戻すよりも戻す前に
どうしてこうなったのかはさておいても、このままなのはやっぱり良くない。
だから今は、どうしたら元に戻れるかを考えるべきなんだと思う。
「で、こうなりました」
「どうしてこうなった」
即答された。もしやサソリさん、これで三度目の説明なのに聞いていなかったのだろうか。
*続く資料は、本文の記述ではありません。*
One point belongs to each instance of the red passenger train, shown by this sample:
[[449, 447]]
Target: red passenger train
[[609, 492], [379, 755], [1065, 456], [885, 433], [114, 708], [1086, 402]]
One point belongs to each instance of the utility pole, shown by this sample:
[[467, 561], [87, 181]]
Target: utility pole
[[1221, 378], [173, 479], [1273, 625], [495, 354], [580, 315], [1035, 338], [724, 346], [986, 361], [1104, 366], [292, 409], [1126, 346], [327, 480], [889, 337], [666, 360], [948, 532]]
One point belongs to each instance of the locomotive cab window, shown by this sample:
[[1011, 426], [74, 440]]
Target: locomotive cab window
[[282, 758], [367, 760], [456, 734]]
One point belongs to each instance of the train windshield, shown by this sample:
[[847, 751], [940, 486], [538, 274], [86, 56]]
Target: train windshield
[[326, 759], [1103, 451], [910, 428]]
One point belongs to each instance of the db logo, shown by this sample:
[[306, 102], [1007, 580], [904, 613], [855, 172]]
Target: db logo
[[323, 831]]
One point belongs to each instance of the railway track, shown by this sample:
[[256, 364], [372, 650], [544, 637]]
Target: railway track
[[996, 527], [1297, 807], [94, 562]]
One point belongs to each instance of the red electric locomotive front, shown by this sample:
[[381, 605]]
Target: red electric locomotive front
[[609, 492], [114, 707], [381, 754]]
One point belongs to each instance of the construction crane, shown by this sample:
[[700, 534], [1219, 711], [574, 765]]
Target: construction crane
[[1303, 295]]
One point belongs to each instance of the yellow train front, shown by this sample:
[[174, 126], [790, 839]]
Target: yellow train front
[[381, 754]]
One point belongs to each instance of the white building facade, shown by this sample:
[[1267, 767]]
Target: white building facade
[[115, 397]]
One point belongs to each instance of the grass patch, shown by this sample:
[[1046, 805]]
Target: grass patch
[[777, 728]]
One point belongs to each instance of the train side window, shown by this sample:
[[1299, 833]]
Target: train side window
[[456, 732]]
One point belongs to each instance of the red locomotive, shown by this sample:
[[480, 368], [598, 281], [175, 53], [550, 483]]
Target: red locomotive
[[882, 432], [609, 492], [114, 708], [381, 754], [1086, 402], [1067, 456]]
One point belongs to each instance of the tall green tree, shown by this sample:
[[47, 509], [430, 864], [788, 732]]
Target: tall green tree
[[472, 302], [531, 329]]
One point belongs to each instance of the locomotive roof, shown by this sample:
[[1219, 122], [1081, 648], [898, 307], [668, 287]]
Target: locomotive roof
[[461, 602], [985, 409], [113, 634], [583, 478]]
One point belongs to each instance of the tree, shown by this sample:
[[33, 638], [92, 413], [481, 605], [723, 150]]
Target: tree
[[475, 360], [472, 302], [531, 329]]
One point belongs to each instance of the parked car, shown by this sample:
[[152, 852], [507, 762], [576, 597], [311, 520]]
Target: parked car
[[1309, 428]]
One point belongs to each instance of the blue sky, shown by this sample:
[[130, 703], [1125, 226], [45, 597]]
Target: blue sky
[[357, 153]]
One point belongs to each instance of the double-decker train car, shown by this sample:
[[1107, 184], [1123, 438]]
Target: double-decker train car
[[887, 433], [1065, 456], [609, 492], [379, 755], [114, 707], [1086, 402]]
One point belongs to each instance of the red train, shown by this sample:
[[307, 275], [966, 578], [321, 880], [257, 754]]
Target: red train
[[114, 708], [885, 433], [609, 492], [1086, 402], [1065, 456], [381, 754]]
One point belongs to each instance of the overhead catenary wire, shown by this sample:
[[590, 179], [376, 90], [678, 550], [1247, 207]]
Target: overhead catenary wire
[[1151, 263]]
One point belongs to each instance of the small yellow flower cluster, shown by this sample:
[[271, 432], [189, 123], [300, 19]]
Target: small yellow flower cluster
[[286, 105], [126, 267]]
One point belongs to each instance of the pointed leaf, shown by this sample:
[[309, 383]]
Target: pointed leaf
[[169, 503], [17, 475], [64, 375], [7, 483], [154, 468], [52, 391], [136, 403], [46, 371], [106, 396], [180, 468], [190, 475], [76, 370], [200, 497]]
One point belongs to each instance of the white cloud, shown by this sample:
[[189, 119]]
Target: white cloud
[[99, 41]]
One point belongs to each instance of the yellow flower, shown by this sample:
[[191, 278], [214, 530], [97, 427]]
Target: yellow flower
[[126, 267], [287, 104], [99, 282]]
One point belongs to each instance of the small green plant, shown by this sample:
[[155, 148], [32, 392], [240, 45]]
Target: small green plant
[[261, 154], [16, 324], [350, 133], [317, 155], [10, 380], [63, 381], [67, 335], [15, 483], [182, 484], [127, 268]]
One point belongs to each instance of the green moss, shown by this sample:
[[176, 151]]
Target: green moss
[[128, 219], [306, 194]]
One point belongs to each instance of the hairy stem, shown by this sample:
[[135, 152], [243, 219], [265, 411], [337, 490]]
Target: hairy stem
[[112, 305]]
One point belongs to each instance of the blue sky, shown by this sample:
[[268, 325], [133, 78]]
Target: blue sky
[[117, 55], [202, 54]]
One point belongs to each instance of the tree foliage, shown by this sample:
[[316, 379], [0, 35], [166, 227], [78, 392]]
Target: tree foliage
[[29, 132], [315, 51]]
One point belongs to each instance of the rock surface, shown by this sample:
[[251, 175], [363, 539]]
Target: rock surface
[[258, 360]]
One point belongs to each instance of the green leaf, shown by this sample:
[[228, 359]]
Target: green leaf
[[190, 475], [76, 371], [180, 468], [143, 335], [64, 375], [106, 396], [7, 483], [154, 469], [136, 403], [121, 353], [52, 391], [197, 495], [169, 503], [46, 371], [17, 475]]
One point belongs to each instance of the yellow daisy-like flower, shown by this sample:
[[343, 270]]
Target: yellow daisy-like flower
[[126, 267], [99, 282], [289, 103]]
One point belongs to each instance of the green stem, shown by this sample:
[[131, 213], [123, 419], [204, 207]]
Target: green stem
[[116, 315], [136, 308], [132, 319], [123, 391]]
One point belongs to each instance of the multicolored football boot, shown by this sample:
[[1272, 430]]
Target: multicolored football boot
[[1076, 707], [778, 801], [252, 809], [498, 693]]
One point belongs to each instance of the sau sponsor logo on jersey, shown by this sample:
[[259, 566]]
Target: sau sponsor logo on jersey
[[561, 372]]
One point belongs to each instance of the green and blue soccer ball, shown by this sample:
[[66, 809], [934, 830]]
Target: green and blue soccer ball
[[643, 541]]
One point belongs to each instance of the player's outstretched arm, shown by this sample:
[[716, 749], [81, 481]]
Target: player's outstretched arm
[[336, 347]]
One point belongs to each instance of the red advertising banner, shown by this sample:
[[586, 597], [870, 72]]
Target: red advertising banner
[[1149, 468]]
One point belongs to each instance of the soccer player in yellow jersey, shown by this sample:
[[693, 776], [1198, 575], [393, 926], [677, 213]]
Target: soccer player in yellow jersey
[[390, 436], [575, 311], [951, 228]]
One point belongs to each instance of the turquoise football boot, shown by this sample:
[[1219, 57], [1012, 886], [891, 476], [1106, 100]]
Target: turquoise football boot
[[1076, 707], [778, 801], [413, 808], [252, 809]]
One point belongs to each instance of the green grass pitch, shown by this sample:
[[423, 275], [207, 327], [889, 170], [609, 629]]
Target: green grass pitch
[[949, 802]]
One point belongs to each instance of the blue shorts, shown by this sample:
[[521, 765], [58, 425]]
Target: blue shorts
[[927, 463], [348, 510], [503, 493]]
「どうしたら体が戻れるかを考えていました。私の体になったサソリさんを見ながら」
「で、どうしたらこうなるんだ」
「見ていたのが不覚です。サソリさん、あなた」
私の体を何日放置していたんだ
よれよれの服はもちろん、髪なんかもボサボサだ。
ついでに見なくても分かる。この人、臭うよ!
「戻る前に戻った頃には取り返しのつかない事になるじゃないですか!せめてお風呂入って下さい」
「風呂なんてもんは必要がねーんだよ」
「それはサソリさんの体だけでしょう私の体には必要不可欠です!」
そうしてこうなった訳だ
好きな人と浴室に二人きりという、ドキドキな展開。
誰かやって来てしまえば弁解のしようもない。むしろやって来たら何もかも話さなければならなくなりそうだ。
こんなにドキドキする事は他にないであろう。
「良いですか、絶対に目開けないで下さい私の体なんですからねサソリさん」
「テメーのつまらねー体なんざ頼まれても見ねーよ」
「…………!」
何に腹が立ったかなんて、ちょっと期待してた自分に腹が立った。